Robot à peau artificielle : évaluation humaine des réflexes tactiles de retrait

Une équipe de recherche a testé trois stratégies de réflexe de retrait pour un bras robotique entièrement recouvert d'une peau tactile sensible à la pression, s'inspirant du mécanisme biologique de nociception qui relie une stimulation nocive à une réaction de protection.
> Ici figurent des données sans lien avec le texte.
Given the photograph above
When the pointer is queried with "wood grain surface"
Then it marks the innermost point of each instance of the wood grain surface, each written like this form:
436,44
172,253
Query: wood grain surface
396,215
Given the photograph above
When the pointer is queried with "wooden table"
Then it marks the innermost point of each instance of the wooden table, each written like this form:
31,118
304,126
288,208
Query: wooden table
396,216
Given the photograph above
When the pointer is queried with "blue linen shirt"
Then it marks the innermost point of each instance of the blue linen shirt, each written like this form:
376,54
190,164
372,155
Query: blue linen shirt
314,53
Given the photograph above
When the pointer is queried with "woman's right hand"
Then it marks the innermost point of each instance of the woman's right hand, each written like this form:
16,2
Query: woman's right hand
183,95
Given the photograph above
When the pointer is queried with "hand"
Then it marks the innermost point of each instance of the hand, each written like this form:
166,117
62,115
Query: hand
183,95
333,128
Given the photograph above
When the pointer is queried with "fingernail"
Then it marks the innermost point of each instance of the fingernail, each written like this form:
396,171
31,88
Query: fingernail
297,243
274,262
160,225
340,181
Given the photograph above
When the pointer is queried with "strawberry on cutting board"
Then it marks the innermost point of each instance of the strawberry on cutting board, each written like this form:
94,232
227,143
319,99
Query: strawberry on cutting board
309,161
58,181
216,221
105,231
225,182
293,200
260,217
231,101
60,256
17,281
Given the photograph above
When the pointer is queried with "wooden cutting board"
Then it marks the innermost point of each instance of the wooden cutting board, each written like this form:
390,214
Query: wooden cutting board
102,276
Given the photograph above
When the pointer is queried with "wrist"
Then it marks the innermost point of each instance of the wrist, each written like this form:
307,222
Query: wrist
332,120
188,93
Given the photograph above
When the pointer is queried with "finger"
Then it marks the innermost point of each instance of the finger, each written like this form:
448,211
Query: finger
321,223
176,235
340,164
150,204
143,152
Le système convertit la pression détectée sur la peau du robot en un "gain de douleur" scalaire via un modèle continu non linéaire, puis déclenche l'un des trois comportements : un réflexe uniforme qui rétracte quatre articulations vers la base du bras quel que soit le point de contact, un réflexe bio-inspiré dérivé des caractéristiques du réflexe de retrait humain et dépendant de la localisation du contact, et un réflexe en espace cartésien qui retire le bras le long de la normale à la surface touchée. Un contrôleur de réflexe interrompt la tâche en cours, exécute le retrait, puis ramène le bras à sa position initiale. Quinze participants ont évalué ces comportements via le questionnaire Godspeed, des échelles maison de naturel perçu et de sécurité, et des comparaisons en choix forcé. Résultat contre-intuitif : le réflexe uniforme, le plus simple et le moins biomimétique, a été jugé le plus sûr, le plus naturel et le plus humain par les participants, devançant les deux alternatives plus sophistiquées sur les sous-échelles d'anthropomorphisme, d'animacité et de sympathie. Le réflexe cartésien a été perçu comme la réaction la plus appropriée au toucher, tandis que le réflexe bio-inspiré n'a dominé sur aucun critère. Pour les concepteurs de cobots et de bras à peau tactile, ce résultat suggère que la prévisibilité du mouvement compte davantage que la fidélité biologique dans l'acceptation utilisateur, un enseignement à contre-courant de l'hypothèse répandue selon laquelle imiter le vivant améliore automatiquement l'interaction homme-robot. Les auteurs attribuent la contre-performance du réflexe bio-inspiré à l'écart d'incarnation entre un bras robotique et un bras humain, les attentes des utilisateurs envers un manipulateur industriel différant de celles envers un membre biologique. Ce travail s'inscrit dans la recherche croissante sur les peaux robotiques tactiles pleine surface et la sécurité physique homme-robot, et ouvre la voie à des études complémentaires sur la personnalisation des réflexes selon le contexte d'usage ou le type de robot.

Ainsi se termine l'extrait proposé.